Sylvia Serbin, historienne, journaliste et auteure nous fait pénétrer au fil de cette question, au détour d’une interrogation enfantine, légitime : « Comment se fait-il que tous les autres pays ont des femmes et pas les gens comme nous  [sous entendu à la peau noire]? Les Indiens ont Pocahontas, les Américains ont Calamity Jane, les Français Jeanne d’Arc, les Anglais la reine Victoria. Et nous, on n’existait pas avant?. »

Et voilà Sylvia parti au cœur de ce qu’elle est et de ce qu’elle sait, décidée à en apprendre plus, pour dresser les portraits de femmes africaines et noires qui furent des reines, pas seulement pour beaucoup dans la fonction, mais surtout dans la lutte.

Dans son interview accordée à Afrofeminista en 2016, Sylvia Serbin que je découvre alors, m’éblouit. Elle me prend par la main et me raconte que ses années universitaires furent marquées par la frustration de ne pas se voir représentée. Cette frustration qui fait tellement écho à la mienne, ces années universitaires vident de tout.e semblable à moi dans mon apprentissage qui font écho aux miennes.

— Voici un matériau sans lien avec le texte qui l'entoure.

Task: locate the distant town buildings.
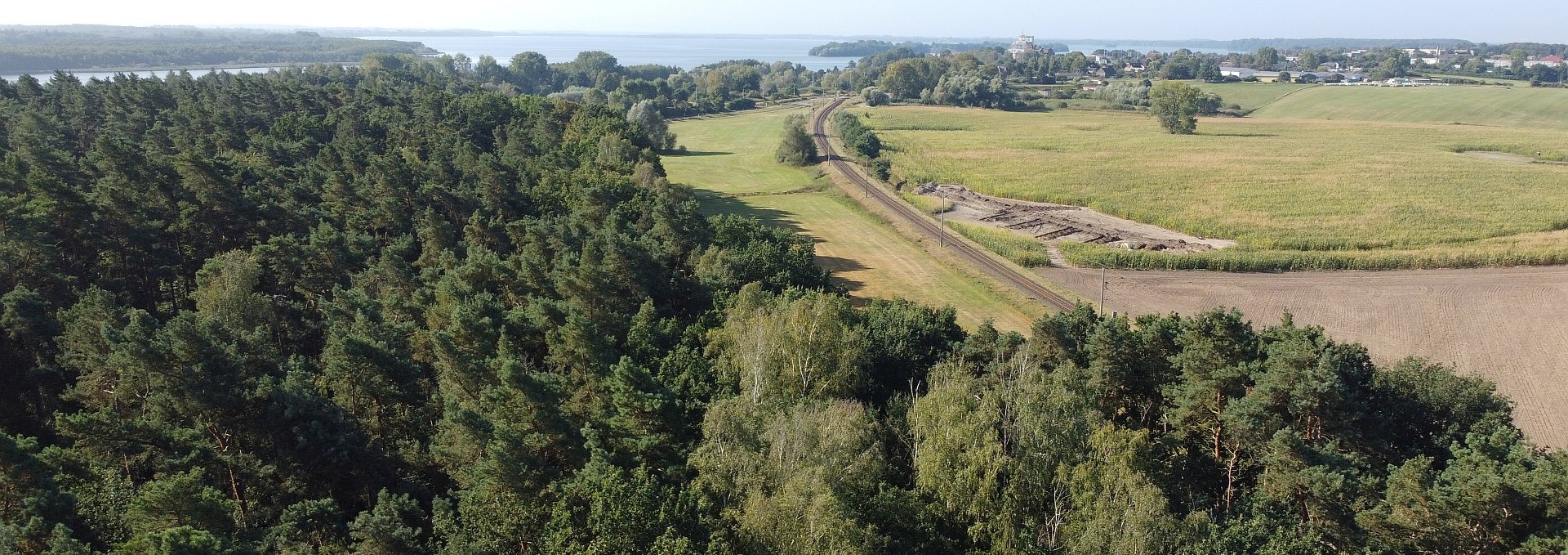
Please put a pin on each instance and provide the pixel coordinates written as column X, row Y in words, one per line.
column 1024, row 44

Sylvia me rassure quelque part, cette frustration n’est pas seulement mienne; nous toutes en tant que femmes noires, l’avons expérimentée de manière multiple, certes avec des visages divers, mais bel et bien présente pour nous toutes.

En la voix pour elle d’un professeur qui lui dit un jour :
«Les femmes africaines n’ont eu aucun rôle dans des faits historiques, et quand certaines populations ou traditions orales mentionnent des personnages féminins, il s’agit de mythes inventés par des sociétés primitives et magnifiés par des griots ».

amber ruffin what GIF by Late Night with Seth Meyers

Si face à ce types de remarques méprisantes, beaucoup d’entre nous n’avaient à l’époque de nos jeunes années que le silence et un rire incrédule et très jaune à opposer, aujourd’hui cette journaliste et historienne nous donne l’outil pour savoir, construire ou reconstruire nos identités en embrassant des modèles qui nous ressemblent et qui prouvent que OUI la femme noire a fait bien plus que s part mais surtout que ce que l’Histoire veut bien lui accorder dans la marche de l’humanité.

Elles sont plus d’une vingtaine dans son livre, Reines d’Afrique et héroïnes de la diaspora noire qui aujourd’hui crachent leur existence au visage de cette falsification historique dont nos cultures sont encore victimes.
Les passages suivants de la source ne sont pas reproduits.